In a ribbon cutting ceremony at 8 a.m., Oakmont Bakery’s new location at Third Street and Hulton Road — One Sweet Way — officially opened. It is sprawling and modern. It bustles like a train station. Store manager Billy Oblock expected several thousand customers before the end of the day.
“We watched it grow over the years, not realizing what it became, I guess,” said Facaros, who was among the first customers in line.
She stood in a light rain with Marilyn Steving of Plum who said she asked her grandson to delay scheduling his wedding until she was sure she’d be home for today’s grand opening, which was originally eyed for November of last year before being delayed. Steving didn’t seem to mind.
They were surrounded by a crowd of press and media that rivaled those seen on presidential campaign trails.
When I asked Facaros and Steving and others waiting outside what was good here, every one of them laughed in my face.
“You kidding? I’d eat anything from in there,” Steving said.
Pressed for recommendations, Martin Colamarino of Plum Borough acted as though I’d asked him to pick a favorite child.
“Oh …. Gosh … Their paczkis [pronounced punch-key] are good, the bagels, everything — you can’t go wrong.”

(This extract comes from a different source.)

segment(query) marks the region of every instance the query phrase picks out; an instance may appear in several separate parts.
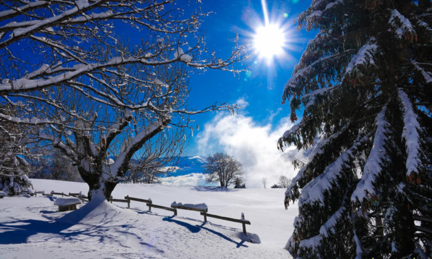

Minutes later, the owners, Marc Serrao and family, said a few words. They thanked everyone for coming, closed with a prayer, cut the ribbon and threw open the doors.
What looks from the outside like a Whole Foods also looks that way from the inside, except all the produce and asparagus water has been replaced by confections and carbohydrates. The display cases gleamed and brimmed with breads and cakes and cookies.
The place is massive at three times the size of the old location. It will be open 6 a.m. to 7 p.m. Monday to Saturday and 6 a.m. to 3 p.m. Sunday.
Steving, Colamarino and Facaros relished the added room and the diminished need for sharper elbows. They said the parking lot was also larger, though it was already overflowing by 10 a.m.
Inside, I paced the long concourse and made my selections with the help of an agreeable and exceedingly patient staffer. I ordered the Pittsburgh creme paczki — imagine a denser and more mildly sweetened version of a donut with an incredibly sweet and weightless, almost gravity-defying vanilla creme inside. I had a pepperoni roll and immediately wanted another.
I tried the *really extra* mini-Oakmonter, the bakery’s signature mashup of New York style cheesecake, dark chocolate cake, fudge icing and on and on. Then I tried an espresso macaron that tasted like concentrated and dehydrated tiramisu, in a not-at-all unpleasant way, and which floated on my tongue and momentarily gave me the ability to speak Italian. “Sono pieno come un uovo.”
Finally, I tried the guava and cream cheese pastelito, a flaky Cuban pastry that evoked the cream cheese and jelly sandwiches of my youth, if that youth had taken place on a tropical archipelago.
I spread all of the items out before me on a table — the bakery’s new location also has more of these — and got a few looks. “Gluttons gonna glut.”
And then I spilled the leftovers into a bag, waved goodbye to Facaros a few tables away and went back out into the world smelling a little sweeter and better prepared to perform favors here for my loved ones for many years to come.